3/4 cup warm water 1 Tbl. olive oil
2 1/4 cup all purpose flour 1 tsp. salt
1 tsp. sugar 1 tsp. dry yeast

Place ingredients into bread machine in order (water, oil, flour, salt, sugar, yeast).  Set on Pizza Dough setting, which will run for one hour.

Preheat oven to 450 degrees, with pizza stone on the shelf in the middle of the oven.

Spread a lot of corn meal on the pizza peel.  Then spread some more on.  Remove complete dough from machine, and set on peel.  Roll out a bit with rolling pin, to maybe half-size.  Pick up, and begin to spin a bit on the knuckles, pulling the dough gently outwards with each toss.  Do this until the pizza is roughly the right size (big enough to almost touch the edges of the flat part of the peel).  It is fine if the center is paper-thin, so long as it doesn't break.  Place down on the peel, and use fingers and rolling pin to even out the edges.

Spread toppings on pizza -- sauce, then solids, then cheese.  (Exact choice of toppings depends on what kind of pizza you're making.)  Spread all almost all the way to the edge -- leave no more than 1/2" at the edge.

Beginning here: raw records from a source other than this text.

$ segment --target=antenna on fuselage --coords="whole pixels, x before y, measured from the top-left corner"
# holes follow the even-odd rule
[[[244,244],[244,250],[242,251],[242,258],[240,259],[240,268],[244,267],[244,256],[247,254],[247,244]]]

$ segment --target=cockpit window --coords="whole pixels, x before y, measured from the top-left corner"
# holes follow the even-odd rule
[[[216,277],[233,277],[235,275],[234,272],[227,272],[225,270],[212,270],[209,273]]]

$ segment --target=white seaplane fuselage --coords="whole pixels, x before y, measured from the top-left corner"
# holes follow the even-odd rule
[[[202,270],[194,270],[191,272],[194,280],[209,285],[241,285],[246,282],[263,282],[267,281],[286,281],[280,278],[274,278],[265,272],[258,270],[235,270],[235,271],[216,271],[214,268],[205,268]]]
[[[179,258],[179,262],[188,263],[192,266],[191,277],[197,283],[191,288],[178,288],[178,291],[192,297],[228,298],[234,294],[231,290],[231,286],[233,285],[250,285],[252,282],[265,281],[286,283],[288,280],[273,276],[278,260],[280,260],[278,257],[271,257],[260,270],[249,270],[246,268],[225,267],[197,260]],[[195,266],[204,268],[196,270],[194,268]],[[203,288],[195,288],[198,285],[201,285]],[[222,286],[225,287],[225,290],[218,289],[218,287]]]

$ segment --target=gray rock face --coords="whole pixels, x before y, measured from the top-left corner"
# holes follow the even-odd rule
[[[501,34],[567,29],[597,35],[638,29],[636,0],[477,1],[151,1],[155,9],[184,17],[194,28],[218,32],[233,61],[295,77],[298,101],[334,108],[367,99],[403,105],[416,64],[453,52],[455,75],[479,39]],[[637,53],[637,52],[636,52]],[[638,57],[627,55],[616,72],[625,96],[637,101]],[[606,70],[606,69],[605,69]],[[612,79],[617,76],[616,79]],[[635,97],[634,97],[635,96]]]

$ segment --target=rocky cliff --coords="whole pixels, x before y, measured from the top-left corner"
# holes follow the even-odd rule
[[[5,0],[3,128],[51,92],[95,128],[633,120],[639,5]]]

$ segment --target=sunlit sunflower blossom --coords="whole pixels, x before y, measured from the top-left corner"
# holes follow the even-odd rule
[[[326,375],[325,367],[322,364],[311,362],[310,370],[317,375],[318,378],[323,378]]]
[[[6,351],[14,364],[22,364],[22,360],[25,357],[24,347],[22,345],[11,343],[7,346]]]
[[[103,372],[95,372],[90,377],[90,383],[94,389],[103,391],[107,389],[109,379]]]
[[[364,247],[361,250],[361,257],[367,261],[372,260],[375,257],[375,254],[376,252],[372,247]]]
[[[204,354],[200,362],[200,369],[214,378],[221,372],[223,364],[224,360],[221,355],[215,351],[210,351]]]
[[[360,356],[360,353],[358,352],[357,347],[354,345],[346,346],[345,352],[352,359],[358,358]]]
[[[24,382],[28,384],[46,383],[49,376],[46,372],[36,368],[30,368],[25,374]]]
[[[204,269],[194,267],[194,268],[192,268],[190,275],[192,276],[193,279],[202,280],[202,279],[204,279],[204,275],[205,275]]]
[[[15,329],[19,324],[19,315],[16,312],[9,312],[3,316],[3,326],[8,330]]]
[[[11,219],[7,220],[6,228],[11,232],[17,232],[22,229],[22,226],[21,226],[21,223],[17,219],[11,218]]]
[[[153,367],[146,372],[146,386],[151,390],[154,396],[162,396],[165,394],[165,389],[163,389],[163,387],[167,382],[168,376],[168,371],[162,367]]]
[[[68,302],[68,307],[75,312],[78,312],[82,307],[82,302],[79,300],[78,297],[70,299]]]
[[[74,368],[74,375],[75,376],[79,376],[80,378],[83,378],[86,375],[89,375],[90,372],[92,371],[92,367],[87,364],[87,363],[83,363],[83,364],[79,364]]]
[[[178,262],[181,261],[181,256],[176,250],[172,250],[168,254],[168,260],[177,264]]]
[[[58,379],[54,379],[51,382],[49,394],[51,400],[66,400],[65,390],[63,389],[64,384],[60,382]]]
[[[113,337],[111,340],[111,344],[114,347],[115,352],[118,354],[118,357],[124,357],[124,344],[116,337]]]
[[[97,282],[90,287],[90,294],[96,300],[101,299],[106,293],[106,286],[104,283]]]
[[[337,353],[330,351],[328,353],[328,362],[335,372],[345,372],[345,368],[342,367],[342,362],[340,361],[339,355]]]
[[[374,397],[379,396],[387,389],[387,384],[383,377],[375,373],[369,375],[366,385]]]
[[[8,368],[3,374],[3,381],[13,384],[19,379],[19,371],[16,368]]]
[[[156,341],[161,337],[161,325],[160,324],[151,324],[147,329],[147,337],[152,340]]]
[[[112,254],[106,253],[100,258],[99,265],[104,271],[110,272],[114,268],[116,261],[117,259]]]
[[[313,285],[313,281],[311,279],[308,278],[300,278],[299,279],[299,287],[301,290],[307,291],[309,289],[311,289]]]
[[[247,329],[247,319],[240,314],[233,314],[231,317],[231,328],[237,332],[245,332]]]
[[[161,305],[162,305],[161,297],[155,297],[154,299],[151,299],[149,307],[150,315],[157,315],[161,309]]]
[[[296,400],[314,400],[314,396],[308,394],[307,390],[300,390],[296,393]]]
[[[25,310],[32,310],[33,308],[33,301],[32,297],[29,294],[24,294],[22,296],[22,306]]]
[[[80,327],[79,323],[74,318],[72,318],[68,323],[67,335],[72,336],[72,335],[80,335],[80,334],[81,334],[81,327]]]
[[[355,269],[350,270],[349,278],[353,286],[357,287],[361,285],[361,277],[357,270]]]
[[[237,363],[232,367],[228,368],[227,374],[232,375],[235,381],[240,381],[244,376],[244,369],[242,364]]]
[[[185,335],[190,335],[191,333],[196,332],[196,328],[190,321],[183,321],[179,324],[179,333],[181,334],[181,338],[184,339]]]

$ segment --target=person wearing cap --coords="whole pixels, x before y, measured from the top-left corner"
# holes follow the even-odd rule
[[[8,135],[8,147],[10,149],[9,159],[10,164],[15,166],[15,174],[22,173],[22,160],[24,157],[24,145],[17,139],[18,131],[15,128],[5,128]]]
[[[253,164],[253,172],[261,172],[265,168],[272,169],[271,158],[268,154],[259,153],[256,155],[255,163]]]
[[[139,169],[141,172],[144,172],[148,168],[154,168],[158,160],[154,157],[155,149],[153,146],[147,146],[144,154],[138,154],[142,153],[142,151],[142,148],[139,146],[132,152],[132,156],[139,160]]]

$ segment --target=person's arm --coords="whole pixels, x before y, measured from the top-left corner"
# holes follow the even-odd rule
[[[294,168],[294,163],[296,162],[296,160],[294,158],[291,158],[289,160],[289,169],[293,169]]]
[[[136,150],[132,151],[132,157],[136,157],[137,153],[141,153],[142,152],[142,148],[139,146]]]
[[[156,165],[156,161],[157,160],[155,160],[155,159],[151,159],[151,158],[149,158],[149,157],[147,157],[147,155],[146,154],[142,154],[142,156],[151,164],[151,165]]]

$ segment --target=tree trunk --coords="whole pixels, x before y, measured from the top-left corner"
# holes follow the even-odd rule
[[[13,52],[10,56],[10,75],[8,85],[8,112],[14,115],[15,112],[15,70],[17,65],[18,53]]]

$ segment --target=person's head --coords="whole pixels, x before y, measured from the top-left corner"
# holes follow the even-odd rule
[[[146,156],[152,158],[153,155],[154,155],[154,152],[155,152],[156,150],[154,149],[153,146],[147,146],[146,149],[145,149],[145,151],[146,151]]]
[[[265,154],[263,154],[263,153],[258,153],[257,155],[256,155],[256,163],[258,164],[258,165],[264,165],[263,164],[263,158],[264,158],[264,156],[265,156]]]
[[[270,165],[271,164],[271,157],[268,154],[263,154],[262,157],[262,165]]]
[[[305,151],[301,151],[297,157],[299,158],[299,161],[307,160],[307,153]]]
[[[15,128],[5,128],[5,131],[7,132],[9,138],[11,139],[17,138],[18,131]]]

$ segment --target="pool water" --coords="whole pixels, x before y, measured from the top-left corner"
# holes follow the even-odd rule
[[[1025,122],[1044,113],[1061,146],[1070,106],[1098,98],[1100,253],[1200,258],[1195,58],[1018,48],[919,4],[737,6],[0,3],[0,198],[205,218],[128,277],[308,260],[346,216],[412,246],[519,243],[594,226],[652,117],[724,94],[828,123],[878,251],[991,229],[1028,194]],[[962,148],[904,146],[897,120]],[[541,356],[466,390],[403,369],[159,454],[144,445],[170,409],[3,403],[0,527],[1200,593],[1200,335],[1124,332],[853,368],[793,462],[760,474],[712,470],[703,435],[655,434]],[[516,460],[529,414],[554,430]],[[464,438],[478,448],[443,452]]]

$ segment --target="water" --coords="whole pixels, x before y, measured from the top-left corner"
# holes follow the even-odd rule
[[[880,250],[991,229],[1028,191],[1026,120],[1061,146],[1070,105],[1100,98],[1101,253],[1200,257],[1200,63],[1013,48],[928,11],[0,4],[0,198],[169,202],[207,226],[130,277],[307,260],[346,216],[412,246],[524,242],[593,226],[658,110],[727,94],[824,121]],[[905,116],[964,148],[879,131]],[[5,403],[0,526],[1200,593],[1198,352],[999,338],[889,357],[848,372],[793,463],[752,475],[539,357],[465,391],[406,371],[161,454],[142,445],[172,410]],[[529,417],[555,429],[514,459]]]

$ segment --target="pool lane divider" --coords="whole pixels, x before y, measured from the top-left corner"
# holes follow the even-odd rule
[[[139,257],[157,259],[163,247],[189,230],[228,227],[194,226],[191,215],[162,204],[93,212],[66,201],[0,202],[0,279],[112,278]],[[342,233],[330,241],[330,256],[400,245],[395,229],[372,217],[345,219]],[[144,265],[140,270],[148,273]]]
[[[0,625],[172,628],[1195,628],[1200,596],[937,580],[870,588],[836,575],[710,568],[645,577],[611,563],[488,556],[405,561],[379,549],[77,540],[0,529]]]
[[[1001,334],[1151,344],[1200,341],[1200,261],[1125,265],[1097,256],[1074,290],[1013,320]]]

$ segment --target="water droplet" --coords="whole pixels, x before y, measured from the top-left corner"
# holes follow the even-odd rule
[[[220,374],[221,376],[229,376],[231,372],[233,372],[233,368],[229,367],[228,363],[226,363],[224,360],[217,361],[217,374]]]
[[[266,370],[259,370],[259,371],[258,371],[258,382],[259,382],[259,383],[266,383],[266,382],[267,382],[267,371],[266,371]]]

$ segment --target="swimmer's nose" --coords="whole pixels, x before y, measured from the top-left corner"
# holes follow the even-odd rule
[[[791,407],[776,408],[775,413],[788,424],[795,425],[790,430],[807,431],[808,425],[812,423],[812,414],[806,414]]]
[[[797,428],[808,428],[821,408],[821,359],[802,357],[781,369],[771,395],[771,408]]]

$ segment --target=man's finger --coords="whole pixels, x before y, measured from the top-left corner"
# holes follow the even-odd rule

Slide pizza from peel onto pizza stone; there will usually be a bit of smoke.  Bake for 8-10 minutes, until cheese and crust are browning nicely.  Remove stone, and serve immediately.

Notes and Variations

This makes a tasty pizza that's generally a bit more than we can eat for dinner.  Current favorite variations are Thai Shrimp with Peanut Sauce, Pizza Faux Venezia and Pesto with Shrimp.  (Yes, we like shrimp on our pizza.)

For nights when I want a shortcut: Shaw's sells a perfectly decent pizza crust, but it's much too big.  (About 22 oz, of which we need about 16.)  Let it warm up a little bit, then spread it as normal, but spin and roll it out and big as possible.  Then cut the edges off, sizing the result to the peel.  The result is a good thin crust with good flavor and crispness.


Dough recipe adapted from bread machine's cookbook; I'm recording it here in case anything happens to that cookbook.  (However, the cookbook is clearly intended for a thicker crust -- their recommendations are for far too much dough.)  The rest was made up by trial and error.